Don’t Write Off the Persistent Man From California

A few matters might have stood in the way of a relationship between Mallika Pereira and Dr. Kennedy Cosgrove. She is a committed planner and he said his best friend in medical school referred to him as “Mr. TBD.” She lived in New York. He lives in Lafayette, Calif.

But from the first moment he saw her, in June 2018, Dr. Cosgrove, 51, felt drawn to Ms. Pereira. She had just arrived at the Saturday birthday party of a mutual friend in East Hampton, N.Y., while he had just emerged from the pool. Dripping wet and in swimming trunks, he headed right over and introduced himself anyway.

They quickly covered the basics. She is a vice president for partnership marketing at Major League Soccer in New York, and he is co-chief for psychiatry at Kaiser Permanente Medical Center in Oakland, Calif. She noticed that every 15 or 20 minutes, he’d show up at her side again to continue chatting.

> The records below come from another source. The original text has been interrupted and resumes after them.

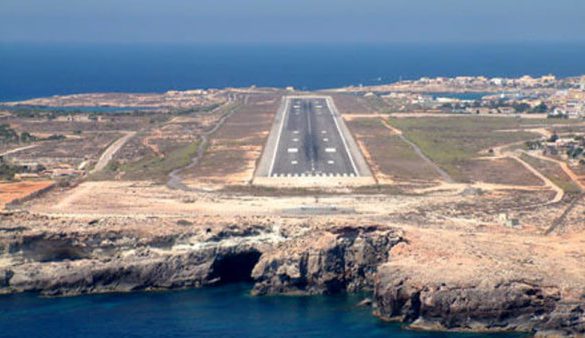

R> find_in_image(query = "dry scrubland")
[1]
[0,89,585,334]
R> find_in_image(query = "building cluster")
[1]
[527,134,585,166]
[366,75,585,118]
[405,75,559,89]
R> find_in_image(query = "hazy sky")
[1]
[0,0,585,42]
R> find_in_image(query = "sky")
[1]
[0,0,585,43]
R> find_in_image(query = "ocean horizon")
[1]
[0,43,585,102]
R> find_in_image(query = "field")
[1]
[522,155,581,194]
[389,117,539,182]
[182,94,281,186]
[0,181,53,210]
[347,118,439,183]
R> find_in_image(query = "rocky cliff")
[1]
[252,226,402,294]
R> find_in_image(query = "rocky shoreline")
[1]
[0,214,585,336]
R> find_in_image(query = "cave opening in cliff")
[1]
[210,250,261,284]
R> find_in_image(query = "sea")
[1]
[0,283,525,338]
[0,42,585,102]
[0,43,572,338]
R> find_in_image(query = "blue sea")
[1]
[0,43,585,101]
[0,284,524,338]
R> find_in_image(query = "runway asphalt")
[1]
[269,98,357,177]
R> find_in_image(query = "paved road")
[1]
[269,98,357,177]
[91,131,136,173]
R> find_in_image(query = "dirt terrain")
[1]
[0,89,585,336]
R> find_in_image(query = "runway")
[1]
[268,97,359,177]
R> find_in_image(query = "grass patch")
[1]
[388,116,538,181]
[91,142,200,182]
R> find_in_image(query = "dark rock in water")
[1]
[357,298,373,307]
[374,268,585,336]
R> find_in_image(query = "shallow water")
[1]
[0,284,522,338]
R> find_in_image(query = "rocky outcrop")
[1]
[0,220,283,295]
[252,226,402,295]
[374,266,585,336]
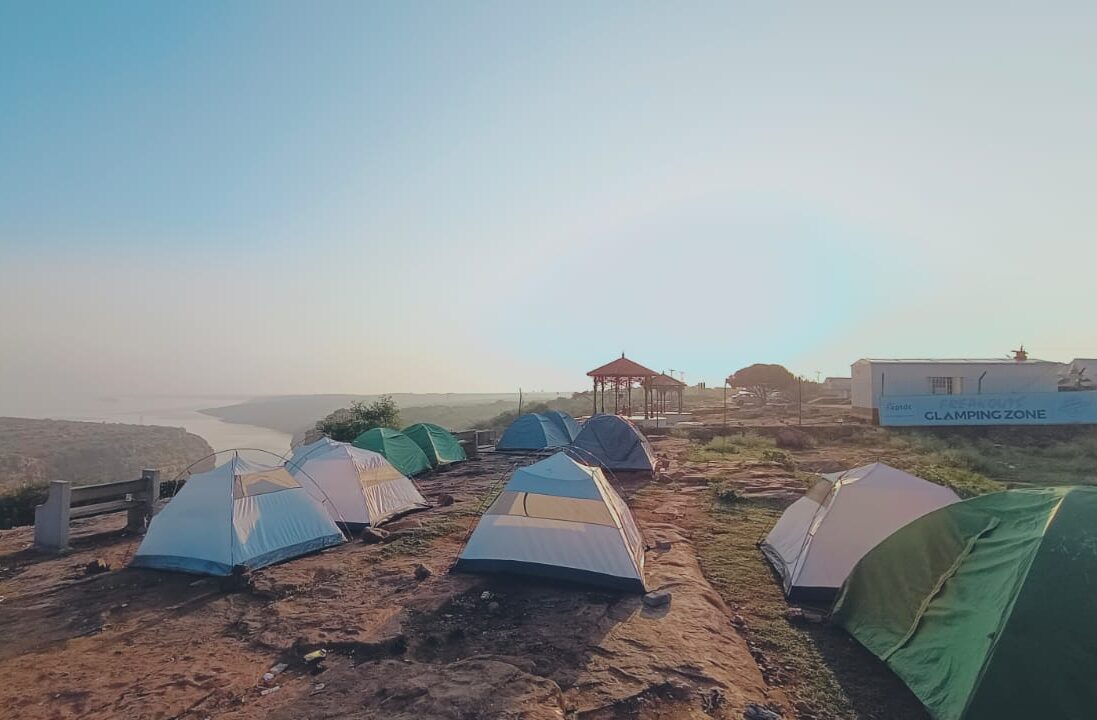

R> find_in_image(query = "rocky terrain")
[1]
[0,417,213,493]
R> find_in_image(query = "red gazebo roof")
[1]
[587,352,659,378]
[651,372,686,387]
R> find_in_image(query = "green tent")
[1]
[834,487,1097,720]
[352,428,430,477]
[404,423,465,468]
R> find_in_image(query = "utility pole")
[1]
[796,375,804,425]
[724,378,727,428]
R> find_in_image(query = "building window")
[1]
[929,378,952,395]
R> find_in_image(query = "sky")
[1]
[0,1,1097,394]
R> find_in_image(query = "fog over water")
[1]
[0,393,291,460]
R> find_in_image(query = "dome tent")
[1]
[129,455,346,575]
[542,410,579,442]
[454,452,644,593]
[833,486,1097,720]
[761,462,960,601]
[495,413,572,450]
[570,415,655,472]
[351,428,430,477]
[403,423,466,468]
[286,438,429,528]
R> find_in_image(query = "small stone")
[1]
[305,650,328,663]
[743,702,781,720]
[801,610,826,625]
[644,590,670,607]
[361,528,389,544]
[83,558,111,575]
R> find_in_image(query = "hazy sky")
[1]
[0,0,1097,393]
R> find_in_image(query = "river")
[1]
[0,393,292,455]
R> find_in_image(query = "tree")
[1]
[727,362,798,405]
[316,395,400,442]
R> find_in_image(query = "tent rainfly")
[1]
[129,455,346,575]
[286,438,429,528]
[352,428,430,477]
[404,423,465,468]
[542,410,579,442]
[761,462,960,601]
[572,415,655,472]
[833,485,1097,720]
[454,452,644,593]
[495,413,572,450]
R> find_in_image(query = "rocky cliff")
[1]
[0,417,213,493]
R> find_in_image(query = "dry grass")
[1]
[695,498,927,720]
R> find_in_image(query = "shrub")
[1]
[316,395,400,442]
[761,449,796,470]
[777,428,815,450]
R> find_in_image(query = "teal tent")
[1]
[834,486,1097,720]
[404,423,465,468]
[542,410,579,442]
[495,413,572,450]
[569,415,655,472]
[352,428,430,477]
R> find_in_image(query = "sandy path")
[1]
[0,443,768,720]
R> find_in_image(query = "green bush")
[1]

Her friends noticed too. One said, “He likes you,” to which Ms. Pereira, 45, responded, “Yeah, yeah, yeah, he lives in California.”

Nonetheless, she noticed when he chatted with another woman at the party. “I got jealous,” she said.

On Monday morning, back home in Lafayette, Calif., he texted her and suggested that they keep in touch.

Their exchanges soon became telephone conversations, and when she had a trip to Los Angeles in August, for another friend’s birthday, he seized the chance to see her again. They had an official first date.

“It went well, so I was included for the rest of the weekend,” Dr. Cosgrove said. “It really didn’t feel awkward. It felt so strangely comfortable.”

They shared their first kiss that evening, and before the weekend concluded, they made plans to see each other again in a few weeks, this time in New York.

In September, while in New York, Dr. Cosgrove knew he was falling in love. “We spent the day on the Great Lawn in Central Park and it all just clicked for me,” he said. “I just felt so happy, and certain. Mallika’s optimism and energy and her extroversion really matches mine.”

A month later, when they saw each other again, she realized she was in love, too. He had been talking about a friend’s 50th birthday party, which was to be in Argentina, and, despite his disinclination to plan, he asked her then, fully six months in advance of the event, if she would go with him.

“He stepped out of his comfort zone to step into my comfort zone, and I loved it,” she said. “That day, we went online and booked tickets, and I was like, ‘I love this man.’”

The couple married on Oct. 17 at the home of friends, Taryn and Robert Phelan of Middletown, N.J. Mr. Phelan, who is a Universal Life minister, officiated.

Originally, before the coronavirus pandemic, the couple had planned to wed in New Orleans, with about 250 guests. Their ceremony ended up including 19 people altogether. About 40 people watched over a livestream link.

It turned out that the things that might have kept them apart — distance and their radically different approaches to planning — ended up easing their transition to a life together.

In March, when her office closed for two weeks because of the pandemic, Ms. Pereira packed her standard carry-on bag and headed to California. Dr. Cosgrove, who is divorced and has a 13-year-old daughter, suggested that Ms. Pereira perhaps might think a little more long-term, and, for once, he ended up being the one with foresight. They didn’t make it back to the East Coast until their wedding, seven months later.

And as for the distance, Ms. Pereira said that it gave her room to ease into a new way of living.

“I’ve been single for the majority of my life, so long-distance allowed me to maintain my independence, but slowly move into what a committed relationship is about,” she said. “It felt like the right way.”